I’ve been posting a few thoughts on how we put together our Sunday gatherings in The Crowded House in Sheffield. This final post look at how we try to be both participatory and accessible. These might seem compatible principles, but in fact they can constitute a hard balance to strike.
Participatory and accessible
Worship is not a performance from the front, but a community act in which we all participate. We do not want the congregation merely to be passive observers. We want to encourage one another to give ourselves in worship.
We also want people of different ages, gender, social class and ethnicity to find our meetings accessible without feeling uncomfortable. We especially want unbelievers to feel welcome and be able to observe what we are doing.
These two principles of participation and accessibility can often be in conflict. Being urged to participate can make some people feel uncomfortable. We believe this can normally be avoided if participation is led from the front and the meeting is not focused on specific groups.
Participation takes the form of singing, liturgical prayers and open prayer. The leader may also attempt to give expression to people’s response to God’s word. And people are invited to talk or pray with others after the meeting. But we do not have times when people are encouraged to do things like pray with the person next to them because this may make unbelievers uncomfortable. When we have a time of open prayer we ask two or three people to lead the whole congregation so it is clear to visitors that they are not be required to pray. In other words, we include contributions from the congregation, but avoid small groups so that every contribution is experienced by everyone.
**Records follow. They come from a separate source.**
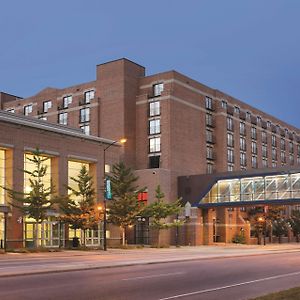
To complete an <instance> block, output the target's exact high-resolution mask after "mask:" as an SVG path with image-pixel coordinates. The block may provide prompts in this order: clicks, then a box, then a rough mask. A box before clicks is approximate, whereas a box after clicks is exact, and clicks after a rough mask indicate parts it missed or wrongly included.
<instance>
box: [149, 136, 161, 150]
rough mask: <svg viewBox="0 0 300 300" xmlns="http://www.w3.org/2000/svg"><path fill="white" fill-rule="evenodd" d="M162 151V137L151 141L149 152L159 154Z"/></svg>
mask: <svg viewBox="0 0 300 300" xmlns="http://www.w3.org/2000/svg"><path fill="white" fill-rule="evenodd" d="M159 151H160V137H155V138H151V139H149V152H150V153H152V152H159Z"/></svg>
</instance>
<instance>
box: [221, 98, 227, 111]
mask: <svg viewBox="0 0 300 300" xmlns="http://www.w3.org/2000/svg"><path fill="white" fill-rule="evenodd" d="M221 106H222V108H225V109H226V108H227V102H226V101H225V100H222V102H221Z"/></svg>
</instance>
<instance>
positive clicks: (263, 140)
mask: <svg viewBox="0 0 300 300" xmlns="http://www.w3.org/2000/svg"><path fill="white" fill-rule="evenodd" d="M261 141H262V142H263V143H264V144H267V142H268V137H267V133H266V132H265V131H262V133H261Z"/></svg>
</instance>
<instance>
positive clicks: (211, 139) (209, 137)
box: [206, 130, 214, 143]
mask: <svg viewBox="0 0 300 300" xmlns="http://www.w3.org/2000/svg"><path fill="white" fill-rule="evenodd" d="M206 141H207V142H208V143H213V142H214V140H213V133H212V131H210V130H206Z"/></svg>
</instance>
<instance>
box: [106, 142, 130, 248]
mask: <svg viewBox="0 0 300 300" xmlns="http://www.w3.org/2000/svg"><path fill="white" fill-rule="evenodd" d="M126 142H127V139H125V138H122V139H120V140H119V141H113V142H112V143H110V144H109V145H108V146H106V147H105V148H104V149H103V185H104V189H103V191H104V198H103V209H104V211H103V250H104V251H106V250H107V240H106V225H107V218H106V217H107V216H106V200H107V195H106V176H105V162H106V159H105V153H106V150H107V149H109V148H110V147H111V146H113V145H115V144H116V143H120V144H125V143H126Z"/></svg>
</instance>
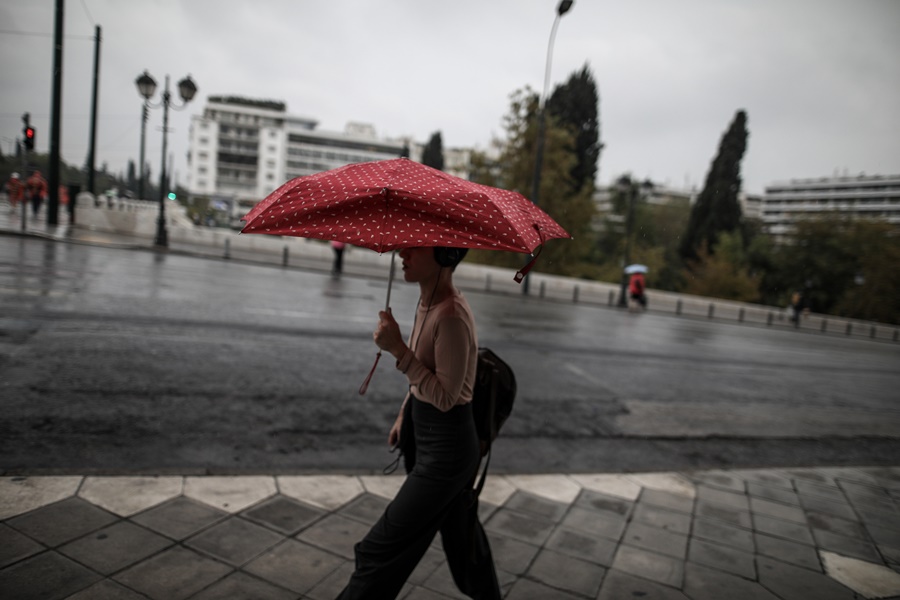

We also do not focus our gathering on specific groups. For example, we want children to feel part of everything that happens. But if we pitch things at a child’s level then it sounds patronizing to adults. So we avoid slots that are child-specific as these communicate that this is for children and not for adults, and that other parts of the meeting are for adults and not for children. We want children to feel part of everything that happens, but we also want middle-aged men to feel part of everything that happens. So avoid anything that will be cringy for adults like action songs. We want to be child-friendly without being child-focused. Many churches have fewer men than women. One reason is that men often find public worship off-putting. Whether we like it or not, worship geared at men will not put women off, but worship geared at women or children will put men off.
In the same way, we do not normally aim our activities at the gathering directly at unbelievers. Instead we invite them to observe Christians enjoying God and hearing from him. We do want to ensure our activities are accessible to unbelievers so from time to time we briefly explain what we are doing and why.
We try to watch our language and idioms so that people for whom English is not their first language can follow as much as possible. We also want to avoid in-jokes that visitors or new-comers will not get.
This commitment to congregational participation also shapes our music. We want our music to facilitate congregational worship rather than be a performance that replaces congregational worship. Our aim is music which is not so bad that it draws attention to itself and not so good that it draws attention to itself. Instead we want music to lift the hearts of the congregation in worship in which the attention is on Christ.
These aims sometimes exist in tension and we are realistic enough to accept that we will not always hit a perfect balance.